A Columbia University initiative, the Columbia Global Centers to be more specific, held a workshop in Istanbul on Sept. 25 under the title “Geopolitical Developments and Press Freedoms in the Middle East and Turkey.”
An international collection of scholars, academics and journalists focused on the title in three sessions: What is happening in Syria and Egypt, what is happening in Turkey and what is happening in the field of press freedom in global terms?
It is obvious that, like a century before, the clock of history has started to run faster and we are all living history, which is presently in the making.

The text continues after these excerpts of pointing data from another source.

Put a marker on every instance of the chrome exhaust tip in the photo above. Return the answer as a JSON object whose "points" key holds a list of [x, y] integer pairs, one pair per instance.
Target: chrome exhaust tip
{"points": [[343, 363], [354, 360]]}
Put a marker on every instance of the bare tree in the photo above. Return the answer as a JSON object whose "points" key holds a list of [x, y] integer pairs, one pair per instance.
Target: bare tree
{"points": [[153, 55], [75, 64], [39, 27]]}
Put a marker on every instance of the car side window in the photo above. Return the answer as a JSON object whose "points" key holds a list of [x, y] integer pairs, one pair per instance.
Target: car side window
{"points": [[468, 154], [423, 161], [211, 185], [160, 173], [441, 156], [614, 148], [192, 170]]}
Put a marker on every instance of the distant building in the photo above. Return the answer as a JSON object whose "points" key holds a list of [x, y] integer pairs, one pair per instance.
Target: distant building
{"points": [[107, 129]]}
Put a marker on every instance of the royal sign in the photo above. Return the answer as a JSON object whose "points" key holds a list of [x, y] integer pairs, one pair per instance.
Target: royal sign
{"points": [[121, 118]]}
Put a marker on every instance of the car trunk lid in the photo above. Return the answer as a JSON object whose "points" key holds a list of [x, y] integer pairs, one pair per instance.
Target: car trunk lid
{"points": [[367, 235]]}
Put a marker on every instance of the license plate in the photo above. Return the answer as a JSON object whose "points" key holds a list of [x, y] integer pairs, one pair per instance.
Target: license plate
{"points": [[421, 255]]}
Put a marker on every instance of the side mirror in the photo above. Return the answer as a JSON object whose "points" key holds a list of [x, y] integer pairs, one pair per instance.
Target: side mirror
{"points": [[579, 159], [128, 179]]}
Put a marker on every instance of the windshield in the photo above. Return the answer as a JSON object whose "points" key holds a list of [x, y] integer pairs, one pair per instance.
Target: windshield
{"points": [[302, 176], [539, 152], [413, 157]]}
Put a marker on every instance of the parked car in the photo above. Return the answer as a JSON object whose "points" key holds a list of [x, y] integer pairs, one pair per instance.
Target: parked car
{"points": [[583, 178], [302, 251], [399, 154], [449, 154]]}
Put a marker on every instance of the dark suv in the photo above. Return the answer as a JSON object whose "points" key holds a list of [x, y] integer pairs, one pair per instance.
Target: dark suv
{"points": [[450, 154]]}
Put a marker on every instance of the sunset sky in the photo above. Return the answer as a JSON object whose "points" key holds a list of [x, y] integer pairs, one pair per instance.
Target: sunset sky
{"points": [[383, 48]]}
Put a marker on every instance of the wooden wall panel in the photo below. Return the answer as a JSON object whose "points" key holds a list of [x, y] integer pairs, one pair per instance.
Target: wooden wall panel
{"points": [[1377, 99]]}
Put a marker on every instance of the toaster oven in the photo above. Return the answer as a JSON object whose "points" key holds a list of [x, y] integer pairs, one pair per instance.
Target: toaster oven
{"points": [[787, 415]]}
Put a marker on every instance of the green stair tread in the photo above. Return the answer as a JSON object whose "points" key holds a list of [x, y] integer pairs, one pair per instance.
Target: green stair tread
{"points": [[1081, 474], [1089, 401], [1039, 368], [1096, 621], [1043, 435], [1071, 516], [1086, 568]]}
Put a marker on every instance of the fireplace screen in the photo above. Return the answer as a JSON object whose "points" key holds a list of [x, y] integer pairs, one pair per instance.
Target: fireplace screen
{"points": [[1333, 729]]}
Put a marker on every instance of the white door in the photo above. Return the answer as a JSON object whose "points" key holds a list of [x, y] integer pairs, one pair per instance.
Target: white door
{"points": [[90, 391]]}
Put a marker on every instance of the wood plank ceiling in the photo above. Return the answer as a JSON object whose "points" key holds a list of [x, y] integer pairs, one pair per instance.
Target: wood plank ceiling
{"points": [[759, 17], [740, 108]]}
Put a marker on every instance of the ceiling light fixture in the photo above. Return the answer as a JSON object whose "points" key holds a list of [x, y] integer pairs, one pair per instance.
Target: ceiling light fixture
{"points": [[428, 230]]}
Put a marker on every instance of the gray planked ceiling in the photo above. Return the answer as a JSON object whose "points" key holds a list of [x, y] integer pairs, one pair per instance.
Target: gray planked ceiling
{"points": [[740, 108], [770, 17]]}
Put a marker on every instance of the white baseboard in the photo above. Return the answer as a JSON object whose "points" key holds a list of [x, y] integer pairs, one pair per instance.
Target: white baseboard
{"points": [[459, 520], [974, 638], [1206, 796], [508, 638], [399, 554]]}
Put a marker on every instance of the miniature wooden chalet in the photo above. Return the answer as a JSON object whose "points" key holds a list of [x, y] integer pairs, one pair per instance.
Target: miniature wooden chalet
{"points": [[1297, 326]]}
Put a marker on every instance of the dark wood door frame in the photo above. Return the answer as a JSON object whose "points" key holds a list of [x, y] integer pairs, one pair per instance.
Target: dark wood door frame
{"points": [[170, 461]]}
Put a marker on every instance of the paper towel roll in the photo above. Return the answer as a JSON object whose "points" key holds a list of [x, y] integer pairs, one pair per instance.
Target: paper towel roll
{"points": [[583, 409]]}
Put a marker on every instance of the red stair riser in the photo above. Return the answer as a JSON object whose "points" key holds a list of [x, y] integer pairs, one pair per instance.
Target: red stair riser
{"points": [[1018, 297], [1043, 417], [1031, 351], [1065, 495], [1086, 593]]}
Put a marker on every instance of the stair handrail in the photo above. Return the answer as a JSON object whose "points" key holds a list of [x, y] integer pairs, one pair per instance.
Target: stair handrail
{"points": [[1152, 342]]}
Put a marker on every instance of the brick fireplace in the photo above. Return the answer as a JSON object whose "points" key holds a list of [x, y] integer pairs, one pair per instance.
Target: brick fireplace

A century ago, the political powers, regimes and borders changed in a few years’ time as the Turkish empire, the Ottoman dynasty, collapsed and disintegrated into nearly two dozen nations.
Colonialism had started to disappear with the collapse of not only the Turkish and Russian
empires into secular and socialist authoritarian republics, respectively, but a new oil era also began to appear.
Now the pressure is rising in all nation-states in the region on a different level as the oil and mass manufacturing era is making way for a gas and digital era. The main motivation of that pressure is no longer nationalism, perhaps with the exception of the Kurds and Iranians. The main catalyst for the rise is the sectarian fight, perhaps thanks to the U.S. Cold War adventure of using Islamist and radical Islamist movements to confront the Soviets in Afghanistan in the late 1970s.
This fact has been observed since the beginning of the U.S. invasion of Iraq and now in the Syrian civil war in its most brutal and naked form.
Turkey has found itself in this open-ended transformation in a different position. With Islamist origins, combined with an apparent transformation into a Western-oriented party, Tayyip Erdoğan’s AK Parti came to power through a popular vote and presided over a prosperous economy as Turkey became a relevant international player in regional policies. Turkish foreign and trade policies were successfully based on “talking to everyone” in the region, but very quickly, the country found itself unable to cooperate with non-Sunni parties within a few years of the rise and fall of the Arab Spring.
Is it a coincidence that the problems within Turkey regarding democratic rights, including freedom of press and expression and freedom of assembly, have begun to lose ground, unlike in Erdoğan’s first few years, leading foreign observers of Turkey to say that was “unimaginable five years ago?”
People who were supporters of Erdoğan up until a few years ago in the West and the region now have difficulties recognizing him as his style and politics have grown less inclusive in both domestic and foreign policy – and even economic – terms.
In trying to explain what has happened to Turkey, or in Turkey in the last five years, one has to take into account the feeling of power boosted by the 2011 elections and the coming presidential elections of 2014.
Accelerated turmoil in the region has had a considerable influence on the political landscape in Turkey, and the changing Turkish domestic political balances are likely to have a greater effect on the regional transformation.